In contrast with WATER, BARNES spends 38%of its time stalled for memory; therefore hiding latency can potentially result in significant performance improvements. However, since BARNES contains mainly pointers and recursive data structures, our compiler does not insert any prefetches since such references are beyond the scope of our algorithm. To evaluate how much the compiler might be able to improve performance if it could handle such cases, we inserted prefetches into BARNES by hand. We begin with a quick overview of BARNES and a description of how we inserted prefetches, followed by our experimental results.
In BARNES, the main computation consists of traversing the octree structure to compute the gravitational force exerted by the given body on all other bodies in the tree. This is repeated for each body in the system, and the bodies are statically assigned to processors for the duration of each time step. Cache misses occur whenever a processor visits a part of the octree that is not already in its cache, either due to replacements or communication.
We inserted prefetches into BARNES by hand as follows. The octree structure is traversed depth-first, and each internal node can have up to eight children. When we first arrive at a node, we issue prefetches for all immediate children before descending depth-first into the first child. By doing so, we succeeded in covering 78%of the misses, with only 21%of the prefetches being unnecessary. Roughly half of the prefetched primary misses became primary hits-the other half were found in the secondary cache. These prefetches turned out to be moderately expensive in terms of instruction overhead (on average 12 instructions per prefetch) because of the loop overhead and conditional tests at each node. Overall, we achieved a speedup of 9%, as shown in Figure .
Despite the many pointers in BARNES, it was relatively straightforward to pinpoint the cause of the misses.

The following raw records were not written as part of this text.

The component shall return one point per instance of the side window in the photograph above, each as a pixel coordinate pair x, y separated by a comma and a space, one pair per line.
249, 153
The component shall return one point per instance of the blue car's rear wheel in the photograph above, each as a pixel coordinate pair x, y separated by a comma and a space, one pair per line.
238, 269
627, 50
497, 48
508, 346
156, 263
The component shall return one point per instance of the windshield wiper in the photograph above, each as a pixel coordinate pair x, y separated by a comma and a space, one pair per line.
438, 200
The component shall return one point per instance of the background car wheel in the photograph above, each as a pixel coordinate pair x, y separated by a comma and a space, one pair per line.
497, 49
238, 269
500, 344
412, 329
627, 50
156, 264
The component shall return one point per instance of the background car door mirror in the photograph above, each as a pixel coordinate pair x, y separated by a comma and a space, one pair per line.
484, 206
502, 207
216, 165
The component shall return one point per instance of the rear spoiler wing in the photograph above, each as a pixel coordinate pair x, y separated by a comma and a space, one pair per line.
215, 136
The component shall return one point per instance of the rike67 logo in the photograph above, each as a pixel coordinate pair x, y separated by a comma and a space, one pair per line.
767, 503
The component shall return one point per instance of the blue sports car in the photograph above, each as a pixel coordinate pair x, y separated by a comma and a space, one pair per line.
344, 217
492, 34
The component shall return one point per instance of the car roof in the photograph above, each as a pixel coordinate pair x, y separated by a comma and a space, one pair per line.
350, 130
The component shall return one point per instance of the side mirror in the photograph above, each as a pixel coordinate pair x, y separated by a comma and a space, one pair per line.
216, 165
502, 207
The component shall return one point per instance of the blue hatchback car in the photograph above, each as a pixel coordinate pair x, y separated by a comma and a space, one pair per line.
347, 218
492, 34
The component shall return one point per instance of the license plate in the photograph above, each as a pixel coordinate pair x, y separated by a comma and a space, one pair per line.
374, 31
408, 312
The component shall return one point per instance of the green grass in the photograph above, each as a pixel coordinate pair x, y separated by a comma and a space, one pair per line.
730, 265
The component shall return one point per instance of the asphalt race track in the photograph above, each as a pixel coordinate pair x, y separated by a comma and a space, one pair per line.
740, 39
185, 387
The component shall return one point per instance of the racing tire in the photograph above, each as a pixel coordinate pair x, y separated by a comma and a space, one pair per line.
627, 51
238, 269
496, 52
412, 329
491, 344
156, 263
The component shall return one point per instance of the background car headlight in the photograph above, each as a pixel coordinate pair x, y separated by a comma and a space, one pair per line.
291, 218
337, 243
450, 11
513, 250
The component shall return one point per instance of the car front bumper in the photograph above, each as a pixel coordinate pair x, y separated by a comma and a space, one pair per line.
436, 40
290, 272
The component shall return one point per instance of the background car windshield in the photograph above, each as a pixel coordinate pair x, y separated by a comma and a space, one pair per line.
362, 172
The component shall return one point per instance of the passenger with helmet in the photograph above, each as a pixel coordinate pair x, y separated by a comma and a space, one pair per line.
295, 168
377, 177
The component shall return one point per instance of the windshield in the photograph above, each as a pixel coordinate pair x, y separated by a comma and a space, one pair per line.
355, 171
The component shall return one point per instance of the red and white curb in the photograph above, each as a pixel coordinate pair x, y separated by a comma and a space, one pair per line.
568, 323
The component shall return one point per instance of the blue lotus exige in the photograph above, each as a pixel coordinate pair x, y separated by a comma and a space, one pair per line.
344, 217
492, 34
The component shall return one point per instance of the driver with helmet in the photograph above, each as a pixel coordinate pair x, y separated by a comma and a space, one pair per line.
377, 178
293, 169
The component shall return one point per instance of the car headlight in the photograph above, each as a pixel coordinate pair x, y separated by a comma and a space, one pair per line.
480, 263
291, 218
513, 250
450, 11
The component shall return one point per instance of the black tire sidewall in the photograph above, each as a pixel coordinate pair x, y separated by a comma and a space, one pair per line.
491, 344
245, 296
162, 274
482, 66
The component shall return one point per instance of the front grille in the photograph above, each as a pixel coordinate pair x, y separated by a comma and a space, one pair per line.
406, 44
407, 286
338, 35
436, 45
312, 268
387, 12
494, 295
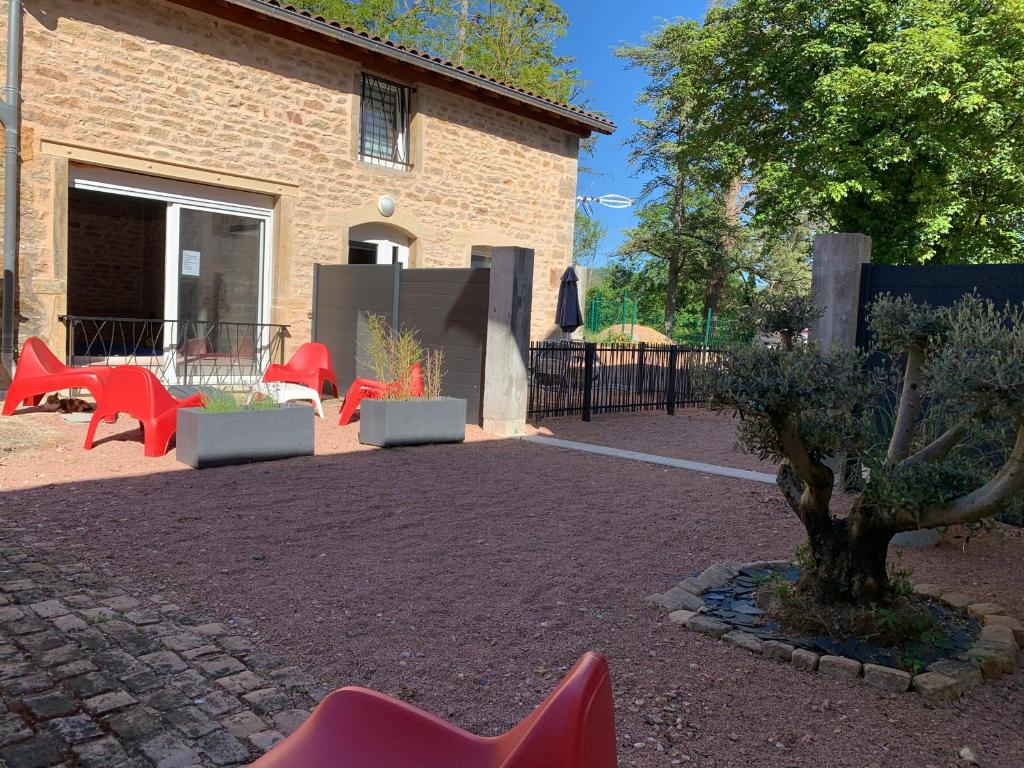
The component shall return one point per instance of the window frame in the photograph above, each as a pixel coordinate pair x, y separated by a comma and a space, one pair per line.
397, 116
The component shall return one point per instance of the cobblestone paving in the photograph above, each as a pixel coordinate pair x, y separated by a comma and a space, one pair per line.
93, 677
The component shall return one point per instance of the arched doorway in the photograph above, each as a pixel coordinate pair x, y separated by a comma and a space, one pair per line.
378, 244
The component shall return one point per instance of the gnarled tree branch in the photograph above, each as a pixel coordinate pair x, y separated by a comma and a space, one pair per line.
939, 448
808, 483
984, 501
910, 407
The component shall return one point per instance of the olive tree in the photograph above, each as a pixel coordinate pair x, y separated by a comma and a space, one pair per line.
926, 463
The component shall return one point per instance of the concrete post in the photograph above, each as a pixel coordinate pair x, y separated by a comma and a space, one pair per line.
836, 287
505, 375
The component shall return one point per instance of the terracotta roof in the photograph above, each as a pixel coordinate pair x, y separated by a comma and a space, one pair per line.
389, 48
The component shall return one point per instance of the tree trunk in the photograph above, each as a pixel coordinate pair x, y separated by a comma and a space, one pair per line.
715, 292
671, 289
849, 564
460, 56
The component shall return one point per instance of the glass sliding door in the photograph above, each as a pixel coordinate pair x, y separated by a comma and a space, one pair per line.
216, 278
212, 249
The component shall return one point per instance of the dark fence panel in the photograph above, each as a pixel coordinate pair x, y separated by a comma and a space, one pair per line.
582, 379
940, 286
446, 307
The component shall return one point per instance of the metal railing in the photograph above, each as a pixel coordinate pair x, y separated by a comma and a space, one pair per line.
178, 351
584, 378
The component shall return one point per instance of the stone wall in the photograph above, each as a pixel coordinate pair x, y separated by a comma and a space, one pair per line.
158, 82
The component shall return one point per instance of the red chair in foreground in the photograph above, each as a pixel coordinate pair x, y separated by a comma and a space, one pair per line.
40, 372
310, 366
358, 728
137, 392
368, 389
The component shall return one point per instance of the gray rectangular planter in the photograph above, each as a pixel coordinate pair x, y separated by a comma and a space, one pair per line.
213, 439
391, 423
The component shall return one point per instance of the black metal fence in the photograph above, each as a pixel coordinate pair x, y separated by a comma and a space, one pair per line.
583, 378
178, 351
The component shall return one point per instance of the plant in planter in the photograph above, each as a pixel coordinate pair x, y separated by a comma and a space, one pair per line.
223, 431
961, 391
409, 409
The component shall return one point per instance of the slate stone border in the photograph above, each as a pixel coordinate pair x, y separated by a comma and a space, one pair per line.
94, 677
993, 653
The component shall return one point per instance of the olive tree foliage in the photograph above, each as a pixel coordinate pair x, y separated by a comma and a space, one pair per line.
960, 374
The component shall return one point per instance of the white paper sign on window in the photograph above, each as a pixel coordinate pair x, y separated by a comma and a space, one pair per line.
189, 263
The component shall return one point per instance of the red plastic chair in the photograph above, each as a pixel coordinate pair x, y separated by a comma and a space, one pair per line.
40, 372
369, 389
310, 366
137, 392
358, 728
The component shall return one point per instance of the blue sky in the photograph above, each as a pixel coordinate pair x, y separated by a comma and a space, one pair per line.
596, 29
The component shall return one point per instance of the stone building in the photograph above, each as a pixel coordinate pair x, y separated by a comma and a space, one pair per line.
195, 159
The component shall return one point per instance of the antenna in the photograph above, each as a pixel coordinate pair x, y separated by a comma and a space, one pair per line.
608, 201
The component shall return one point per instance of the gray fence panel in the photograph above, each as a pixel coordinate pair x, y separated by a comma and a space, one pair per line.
343, 295
449, 308
446, 307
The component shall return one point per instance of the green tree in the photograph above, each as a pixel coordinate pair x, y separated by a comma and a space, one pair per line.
587, 236
509, 40
695, 202
900, 119
810, 410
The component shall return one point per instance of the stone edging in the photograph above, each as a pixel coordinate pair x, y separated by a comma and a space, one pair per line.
994, 651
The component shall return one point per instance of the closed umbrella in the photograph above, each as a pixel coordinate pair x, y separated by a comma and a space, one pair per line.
568, 315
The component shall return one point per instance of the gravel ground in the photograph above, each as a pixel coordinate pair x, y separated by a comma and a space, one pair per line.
469, 578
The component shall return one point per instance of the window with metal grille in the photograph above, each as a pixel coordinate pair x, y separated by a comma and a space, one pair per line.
384, 122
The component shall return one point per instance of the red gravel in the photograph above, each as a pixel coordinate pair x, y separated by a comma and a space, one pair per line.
468, 578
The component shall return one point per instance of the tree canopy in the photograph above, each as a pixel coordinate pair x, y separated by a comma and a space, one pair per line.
899, 119
695, 243
510, 40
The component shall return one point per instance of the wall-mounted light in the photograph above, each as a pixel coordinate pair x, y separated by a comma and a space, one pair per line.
385, 205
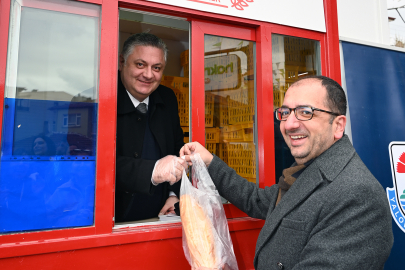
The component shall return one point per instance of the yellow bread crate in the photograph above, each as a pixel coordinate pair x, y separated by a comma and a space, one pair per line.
222, 151
278, 98
174, 82
238, 133
211, 147
209, 109
221, 115
186, 134
242, 158
212, 135
184, 120
184, 58
253, 180
241, 106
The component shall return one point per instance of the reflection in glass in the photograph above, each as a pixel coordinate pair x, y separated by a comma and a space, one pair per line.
229, 76
293, 58
49, 131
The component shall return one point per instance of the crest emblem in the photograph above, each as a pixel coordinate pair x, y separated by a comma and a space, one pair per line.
396, 195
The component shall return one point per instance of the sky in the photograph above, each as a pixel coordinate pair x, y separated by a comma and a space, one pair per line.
397, 27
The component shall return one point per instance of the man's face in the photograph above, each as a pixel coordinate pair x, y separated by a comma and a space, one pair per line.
142, 72
308, 139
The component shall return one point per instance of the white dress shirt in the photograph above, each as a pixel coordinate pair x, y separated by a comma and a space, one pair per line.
136, 103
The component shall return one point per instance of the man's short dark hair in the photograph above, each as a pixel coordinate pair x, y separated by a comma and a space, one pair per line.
143, 39
336, 97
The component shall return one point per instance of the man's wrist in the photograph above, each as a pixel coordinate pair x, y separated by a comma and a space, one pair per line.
151, 179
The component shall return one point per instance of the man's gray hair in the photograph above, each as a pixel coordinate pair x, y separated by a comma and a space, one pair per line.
143, 39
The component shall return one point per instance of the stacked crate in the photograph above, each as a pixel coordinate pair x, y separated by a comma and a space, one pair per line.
185, 62
212, 139
237, 147
242, 158
180, 87
241, 106
221, 112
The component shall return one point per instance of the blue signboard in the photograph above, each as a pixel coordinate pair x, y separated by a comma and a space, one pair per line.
375, 80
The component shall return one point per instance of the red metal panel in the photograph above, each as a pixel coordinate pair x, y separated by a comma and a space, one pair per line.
197, 83
98, 246
119, 237
332, 40
4, 21
264, 92
105, 171
161, 254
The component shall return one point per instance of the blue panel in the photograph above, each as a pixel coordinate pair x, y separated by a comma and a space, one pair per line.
375, 80
37, 195
47, 169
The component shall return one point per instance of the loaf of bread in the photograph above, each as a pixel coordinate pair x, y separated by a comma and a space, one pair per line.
198, 231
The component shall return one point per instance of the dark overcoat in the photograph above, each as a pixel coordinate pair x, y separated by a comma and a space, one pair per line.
335, 216
133, 174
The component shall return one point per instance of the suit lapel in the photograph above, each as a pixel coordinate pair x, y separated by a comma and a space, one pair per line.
157, 127
303, 187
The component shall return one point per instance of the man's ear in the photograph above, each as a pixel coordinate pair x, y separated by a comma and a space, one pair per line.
121, 62
340, 124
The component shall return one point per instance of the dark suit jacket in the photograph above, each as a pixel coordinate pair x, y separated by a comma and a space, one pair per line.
133, 174
335, 216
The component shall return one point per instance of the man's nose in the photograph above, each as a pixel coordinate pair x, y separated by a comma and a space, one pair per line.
292, 122
148, 74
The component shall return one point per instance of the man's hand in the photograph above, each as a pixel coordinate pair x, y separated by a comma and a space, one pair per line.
194, 148
225, 267
168, 208
168, 169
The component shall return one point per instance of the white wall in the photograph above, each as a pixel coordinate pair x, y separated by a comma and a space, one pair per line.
364, 20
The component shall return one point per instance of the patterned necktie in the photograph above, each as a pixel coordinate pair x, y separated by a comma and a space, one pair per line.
287, 179
142, 107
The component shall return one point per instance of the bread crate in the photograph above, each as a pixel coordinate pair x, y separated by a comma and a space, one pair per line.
278, 98
186, 70
242, 158
241, 106
222, 151
186, 134
221, 115
209, 109
184, 58
238, 133
174, 82
212, 135
211, 147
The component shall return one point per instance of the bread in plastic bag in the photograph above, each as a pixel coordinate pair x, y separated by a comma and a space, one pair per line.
206, 238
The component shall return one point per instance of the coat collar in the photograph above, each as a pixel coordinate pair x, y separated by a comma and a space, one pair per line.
326, 166
124, 103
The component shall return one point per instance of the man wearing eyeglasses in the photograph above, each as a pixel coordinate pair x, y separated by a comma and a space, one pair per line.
327, 210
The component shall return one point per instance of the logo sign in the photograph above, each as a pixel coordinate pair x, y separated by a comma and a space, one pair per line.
396, 195
222, 72
286, 12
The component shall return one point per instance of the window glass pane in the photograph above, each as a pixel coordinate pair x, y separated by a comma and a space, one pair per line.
47, 173
129, 196
293, 58
230, 102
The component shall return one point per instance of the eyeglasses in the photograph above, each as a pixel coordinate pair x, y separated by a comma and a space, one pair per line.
303, 113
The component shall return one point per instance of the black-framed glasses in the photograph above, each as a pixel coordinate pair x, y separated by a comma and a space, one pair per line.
303, 113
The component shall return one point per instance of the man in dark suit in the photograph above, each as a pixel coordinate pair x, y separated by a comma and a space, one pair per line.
327, 211
149, 135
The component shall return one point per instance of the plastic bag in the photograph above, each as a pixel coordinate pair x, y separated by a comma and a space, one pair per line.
206, 238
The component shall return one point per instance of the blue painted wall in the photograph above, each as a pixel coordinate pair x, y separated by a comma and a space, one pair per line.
375, 80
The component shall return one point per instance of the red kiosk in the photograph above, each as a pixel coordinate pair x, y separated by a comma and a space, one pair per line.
99, 242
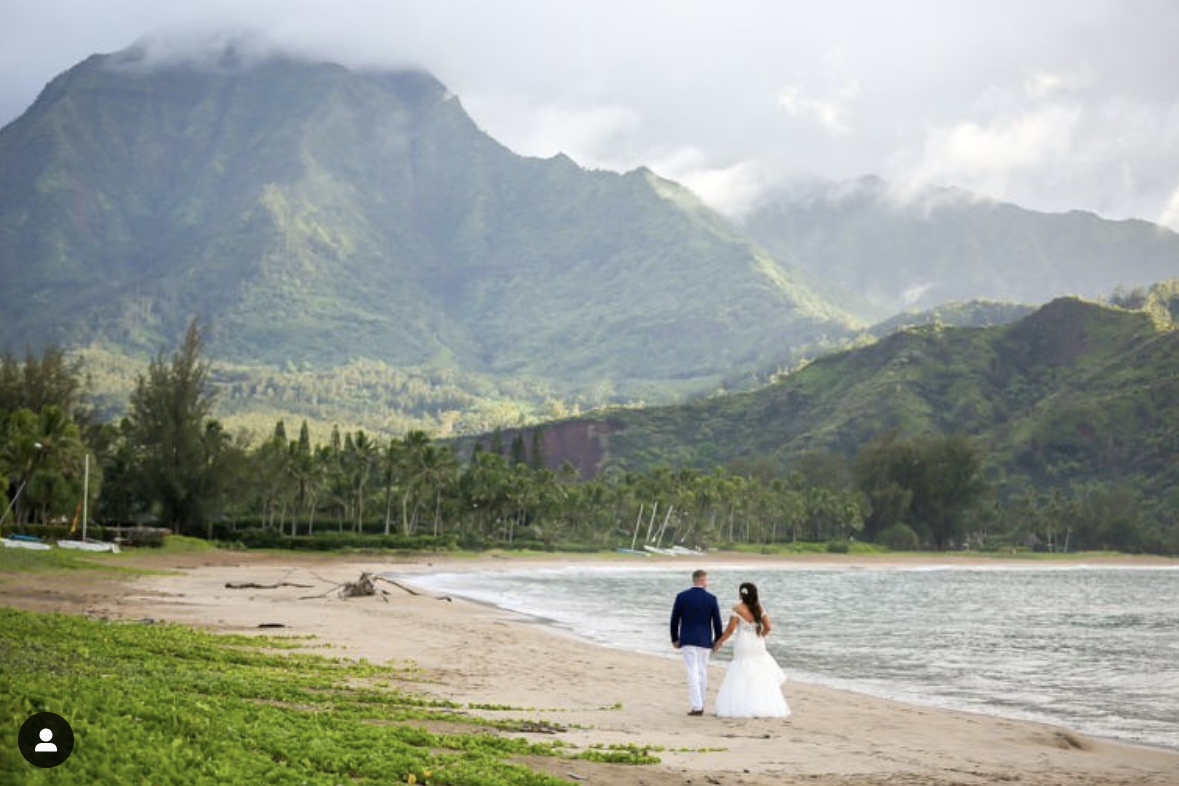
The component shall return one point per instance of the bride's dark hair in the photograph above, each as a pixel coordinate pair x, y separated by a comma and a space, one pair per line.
749, 594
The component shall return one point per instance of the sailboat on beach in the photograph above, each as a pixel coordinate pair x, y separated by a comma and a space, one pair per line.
84, 543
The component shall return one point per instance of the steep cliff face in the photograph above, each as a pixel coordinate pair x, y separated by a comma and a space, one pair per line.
311, 215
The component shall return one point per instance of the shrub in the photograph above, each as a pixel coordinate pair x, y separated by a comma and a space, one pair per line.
898, 536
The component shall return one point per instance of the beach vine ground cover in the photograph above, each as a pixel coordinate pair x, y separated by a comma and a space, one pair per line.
169, 705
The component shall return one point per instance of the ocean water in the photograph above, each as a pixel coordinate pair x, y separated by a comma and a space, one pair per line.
1092, 648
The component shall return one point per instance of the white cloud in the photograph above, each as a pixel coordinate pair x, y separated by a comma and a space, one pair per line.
828, 113
1052, 106
1170, 215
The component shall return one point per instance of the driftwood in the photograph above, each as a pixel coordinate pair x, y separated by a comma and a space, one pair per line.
366, 586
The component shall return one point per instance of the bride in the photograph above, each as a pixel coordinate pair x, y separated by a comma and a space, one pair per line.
752, 685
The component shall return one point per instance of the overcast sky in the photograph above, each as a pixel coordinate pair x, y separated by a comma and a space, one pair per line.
1051, 104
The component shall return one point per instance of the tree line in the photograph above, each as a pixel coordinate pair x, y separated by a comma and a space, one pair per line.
170, 462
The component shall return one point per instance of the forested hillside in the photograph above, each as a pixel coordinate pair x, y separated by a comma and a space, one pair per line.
330, 223
1072, 396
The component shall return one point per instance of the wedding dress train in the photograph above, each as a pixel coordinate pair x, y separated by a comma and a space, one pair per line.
752, 684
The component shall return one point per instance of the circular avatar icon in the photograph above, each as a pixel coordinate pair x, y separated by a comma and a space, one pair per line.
46, 739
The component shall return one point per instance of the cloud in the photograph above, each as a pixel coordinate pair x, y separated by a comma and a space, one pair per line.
1054, 107
593, 134
1170, 215
828, 113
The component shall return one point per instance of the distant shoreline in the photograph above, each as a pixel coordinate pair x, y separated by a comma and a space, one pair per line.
481, 655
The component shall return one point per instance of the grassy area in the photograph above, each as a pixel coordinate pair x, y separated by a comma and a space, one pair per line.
58, 559
163, 705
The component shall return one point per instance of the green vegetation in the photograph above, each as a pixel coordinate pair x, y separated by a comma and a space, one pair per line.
168, 705
1049, 433
421, 276
881, 252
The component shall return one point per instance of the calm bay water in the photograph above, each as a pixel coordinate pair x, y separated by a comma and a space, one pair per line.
1093, 648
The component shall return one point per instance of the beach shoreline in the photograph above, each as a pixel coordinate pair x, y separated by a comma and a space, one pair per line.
485, 655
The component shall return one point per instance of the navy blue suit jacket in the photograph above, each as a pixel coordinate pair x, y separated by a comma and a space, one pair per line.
696, 618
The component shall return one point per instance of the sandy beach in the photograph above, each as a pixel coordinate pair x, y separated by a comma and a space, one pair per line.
599, 695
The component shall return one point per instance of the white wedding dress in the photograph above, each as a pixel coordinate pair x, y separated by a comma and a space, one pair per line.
752, 684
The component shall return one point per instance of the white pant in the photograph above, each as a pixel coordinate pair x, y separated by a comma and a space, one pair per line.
696, 660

Through the profiling information provided by our simulator, we discovered that 81%of the miss latency was caused by only six references. In addition, the author of BARNES was readily able to predict these important references without the benefit of profiling information, which indicates that these misses are intuitively obvious to someone familiar with the algorithm. Only five lines of code were added to BARNES to insert the prefetches. The greater challenge in BARNES was scheduling the prefetches early enough to hide the latency, since the control flow consists of recursive procedure calls rather than loops. We were largely successful toward this goal because we understood the structure of the tree and the order in which it was traversed.
Could the compiler insert these same prefetches automatically? With the help of sophisticated pointer analysis to recognize the tree structures and the order in which they are traversed , and perhaps with profiling feedback information to indicate which pointer dereferences suffer misses (see Section ), it may be possible. It certainly will not be easy, since pointer analysis is a difficult problem, but it may be possible.